The background: Most people who emigrate here, do so to work, not live. By this I mean they collect a pay cheque, then hop on the first plane out of here during the Christmas holidays and vacation. Many teachers in small Nunavut commmunities are the worst; returning to their province of origin for the full two-month summer break and not returning until they absolutely have to.

While Yellowknife does have a large number of longtime residents (often children of miners or wayback government bureaucrats) who have genuine ties here, by and large most southerners flee like rats out an open sewer grate when the holidays roll around.

Would we end up sitting around by ourselves, in the darkness, wondering why we didn't join the exodus?

But during the first couple of weeks of December - just like anywhere else in Canada - people began asking what we were doing for the holidays. Within days, a friend of mine had asked us over for dinner and one of Kate's co-workers had invited us to a feast on Christmas Day after we dropped by an open house for smoked salmon appetizers and homemade gingerbread. As of today, Boxing Day, we have a nearly full calendar for the week ahead.

When you think about it, Yellowknife is full of people who have chosen to abandon their families, in one way or another. And so it makes sense that here friends would become family, something I've always advocated anyway.

The more I move and the more I meet people, the more my friends become family. My immediate family is reasonably close, and I believe we always will be. But with only so much time to spend, I support spending it with those we feel closest to; not necessarily those we are connected to by birth.

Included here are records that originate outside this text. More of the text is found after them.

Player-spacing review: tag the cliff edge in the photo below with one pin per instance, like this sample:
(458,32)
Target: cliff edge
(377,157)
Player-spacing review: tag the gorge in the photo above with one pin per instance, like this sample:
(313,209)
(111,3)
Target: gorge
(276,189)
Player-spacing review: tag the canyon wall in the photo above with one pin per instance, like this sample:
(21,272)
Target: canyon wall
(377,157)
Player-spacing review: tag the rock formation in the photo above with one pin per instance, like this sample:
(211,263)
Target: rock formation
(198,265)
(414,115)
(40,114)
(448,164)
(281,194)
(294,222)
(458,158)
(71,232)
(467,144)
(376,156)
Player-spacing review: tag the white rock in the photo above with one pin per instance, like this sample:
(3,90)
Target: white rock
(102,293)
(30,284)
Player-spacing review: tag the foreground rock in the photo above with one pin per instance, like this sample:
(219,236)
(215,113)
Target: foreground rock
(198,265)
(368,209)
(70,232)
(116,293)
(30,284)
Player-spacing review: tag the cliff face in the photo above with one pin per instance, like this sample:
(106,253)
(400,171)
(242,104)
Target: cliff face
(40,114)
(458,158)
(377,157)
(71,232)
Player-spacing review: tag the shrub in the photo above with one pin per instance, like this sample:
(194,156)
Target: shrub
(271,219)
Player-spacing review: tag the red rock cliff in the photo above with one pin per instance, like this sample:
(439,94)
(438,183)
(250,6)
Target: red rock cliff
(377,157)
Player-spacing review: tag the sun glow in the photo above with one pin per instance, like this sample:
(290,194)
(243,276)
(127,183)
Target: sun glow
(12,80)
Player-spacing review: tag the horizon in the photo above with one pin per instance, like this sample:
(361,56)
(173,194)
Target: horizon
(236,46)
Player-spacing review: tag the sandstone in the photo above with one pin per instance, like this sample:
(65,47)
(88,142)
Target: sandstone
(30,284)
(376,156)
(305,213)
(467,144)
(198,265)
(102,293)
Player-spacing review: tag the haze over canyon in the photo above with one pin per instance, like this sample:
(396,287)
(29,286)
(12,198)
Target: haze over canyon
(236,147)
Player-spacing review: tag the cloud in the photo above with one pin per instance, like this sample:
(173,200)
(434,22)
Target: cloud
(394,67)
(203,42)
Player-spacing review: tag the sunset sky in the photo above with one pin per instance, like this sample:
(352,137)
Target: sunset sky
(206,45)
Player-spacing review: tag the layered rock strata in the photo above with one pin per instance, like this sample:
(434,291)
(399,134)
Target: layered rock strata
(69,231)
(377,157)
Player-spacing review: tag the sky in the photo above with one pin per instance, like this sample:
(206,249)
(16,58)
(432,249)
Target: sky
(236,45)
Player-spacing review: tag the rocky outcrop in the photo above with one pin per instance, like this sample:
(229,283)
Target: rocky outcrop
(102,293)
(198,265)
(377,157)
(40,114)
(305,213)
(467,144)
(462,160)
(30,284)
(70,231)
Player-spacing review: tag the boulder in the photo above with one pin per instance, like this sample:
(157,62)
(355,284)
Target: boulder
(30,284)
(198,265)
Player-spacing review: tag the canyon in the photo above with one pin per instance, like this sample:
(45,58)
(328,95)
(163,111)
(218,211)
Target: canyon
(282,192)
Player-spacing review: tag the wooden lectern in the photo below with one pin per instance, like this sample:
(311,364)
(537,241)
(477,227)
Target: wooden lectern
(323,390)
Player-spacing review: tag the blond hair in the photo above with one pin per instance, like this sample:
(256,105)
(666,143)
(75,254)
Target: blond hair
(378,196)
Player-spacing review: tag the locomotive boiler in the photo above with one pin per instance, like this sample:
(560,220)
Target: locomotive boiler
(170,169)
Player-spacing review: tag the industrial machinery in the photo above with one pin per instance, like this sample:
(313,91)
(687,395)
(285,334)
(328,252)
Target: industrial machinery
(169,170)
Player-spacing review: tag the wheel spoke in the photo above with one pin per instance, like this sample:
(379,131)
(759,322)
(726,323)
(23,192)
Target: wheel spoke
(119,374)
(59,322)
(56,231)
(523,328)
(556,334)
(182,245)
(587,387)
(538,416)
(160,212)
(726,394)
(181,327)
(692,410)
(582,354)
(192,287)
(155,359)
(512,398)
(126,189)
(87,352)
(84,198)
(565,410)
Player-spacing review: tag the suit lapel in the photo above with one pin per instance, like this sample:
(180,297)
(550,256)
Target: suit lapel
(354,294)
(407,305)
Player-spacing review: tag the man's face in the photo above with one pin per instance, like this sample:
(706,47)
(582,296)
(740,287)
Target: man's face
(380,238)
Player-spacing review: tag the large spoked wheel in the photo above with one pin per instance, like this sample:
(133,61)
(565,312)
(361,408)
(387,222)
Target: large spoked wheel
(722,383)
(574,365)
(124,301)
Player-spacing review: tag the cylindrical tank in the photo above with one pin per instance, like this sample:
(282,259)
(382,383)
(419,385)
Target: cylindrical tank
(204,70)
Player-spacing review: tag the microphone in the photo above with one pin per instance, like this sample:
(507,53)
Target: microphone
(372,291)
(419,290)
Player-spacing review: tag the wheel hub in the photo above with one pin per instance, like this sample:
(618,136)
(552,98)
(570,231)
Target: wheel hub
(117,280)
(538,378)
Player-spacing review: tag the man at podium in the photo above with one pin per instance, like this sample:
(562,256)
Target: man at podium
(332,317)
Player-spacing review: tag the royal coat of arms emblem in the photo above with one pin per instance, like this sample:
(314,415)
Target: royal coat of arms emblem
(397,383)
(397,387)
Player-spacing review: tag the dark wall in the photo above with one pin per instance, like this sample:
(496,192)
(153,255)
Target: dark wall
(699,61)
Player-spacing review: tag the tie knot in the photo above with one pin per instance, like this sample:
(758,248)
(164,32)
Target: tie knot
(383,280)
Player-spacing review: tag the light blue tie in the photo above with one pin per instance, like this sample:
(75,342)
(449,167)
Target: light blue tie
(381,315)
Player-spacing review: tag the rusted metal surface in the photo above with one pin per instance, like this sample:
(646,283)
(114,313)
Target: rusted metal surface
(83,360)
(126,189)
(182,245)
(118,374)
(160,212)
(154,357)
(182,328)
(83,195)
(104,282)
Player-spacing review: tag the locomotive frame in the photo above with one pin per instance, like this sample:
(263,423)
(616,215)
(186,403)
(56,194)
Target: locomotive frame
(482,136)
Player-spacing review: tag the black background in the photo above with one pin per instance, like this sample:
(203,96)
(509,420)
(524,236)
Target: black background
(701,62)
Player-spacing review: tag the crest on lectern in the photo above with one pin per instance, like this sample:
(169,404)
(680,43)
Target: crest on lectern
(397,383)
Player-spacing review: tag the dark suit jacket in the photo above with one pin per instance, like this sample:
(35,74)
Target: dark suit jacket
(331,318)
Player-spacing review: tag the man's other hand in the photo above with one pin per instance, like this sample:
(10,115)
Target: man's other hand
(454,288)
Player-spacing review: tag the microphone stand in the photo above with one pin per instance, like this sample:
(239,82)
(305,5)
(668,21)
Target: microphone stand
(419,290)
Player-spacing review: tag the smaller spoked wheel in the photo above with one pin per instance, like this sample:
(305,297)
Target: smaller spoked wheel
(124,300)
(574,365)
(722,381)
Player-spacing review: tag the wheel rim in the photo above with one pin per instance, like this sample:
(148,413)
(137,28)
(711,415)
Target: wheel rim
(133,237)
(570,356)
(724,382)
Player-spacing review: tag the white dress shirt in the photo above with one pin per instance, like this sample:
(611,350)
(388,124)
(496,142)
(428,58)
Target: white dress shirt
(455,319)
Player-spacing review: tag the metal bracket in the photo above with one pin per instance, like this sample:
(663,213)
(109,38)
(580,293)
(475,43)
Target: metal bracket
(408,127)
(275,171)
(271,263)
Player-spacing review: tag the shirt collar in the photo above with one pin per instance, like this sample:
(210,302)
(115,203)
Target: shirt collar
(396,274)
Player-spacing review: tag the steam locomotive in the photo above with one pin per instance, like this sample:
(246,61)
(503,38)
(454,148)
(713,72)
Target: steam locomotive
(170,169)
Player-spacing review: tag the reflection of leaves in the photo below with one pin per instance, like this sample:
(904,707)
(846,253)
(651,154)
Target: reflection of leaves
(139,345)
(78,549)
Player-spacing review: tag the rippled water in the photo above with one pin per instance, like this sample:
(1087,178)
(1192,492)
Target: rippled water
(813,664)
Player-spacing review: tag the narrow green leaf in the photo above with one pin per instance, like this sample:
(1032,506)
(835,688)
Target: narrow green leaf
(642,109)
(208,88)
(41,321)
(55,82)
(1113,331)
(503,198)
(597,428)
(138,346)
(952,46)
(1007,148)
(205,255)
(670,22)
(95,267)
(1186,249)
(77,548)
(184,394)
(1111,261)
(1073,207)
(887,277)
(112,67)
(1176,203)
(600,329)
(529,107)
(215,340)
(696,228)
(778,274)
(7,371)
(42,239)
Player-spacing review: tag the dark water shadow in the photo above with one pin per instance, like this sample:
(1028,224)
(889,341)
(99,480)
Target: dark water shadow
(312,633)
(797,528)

Maybe my thinking is that of the 20-something Canadian generation; one of the most-highly educated and rootless of all time. We can apply for jobs in India online; or move to British Columbia because we think the lifestyle would suit us. With highspeed internet connections, and CNN on every continent, we can live virtually anywhere without ever having to adjust to a new culture. As a father of a friend of mine says, "having too many choices can be just as bad as not having enough."

Then again, maybe I'm off topic. The point is that this Christmas, I began to see this city of almost 20,000 people as more than a group of wandering minstrels passing time until the next job posting down south. There is a community here, you just have to put yourself in position to see it.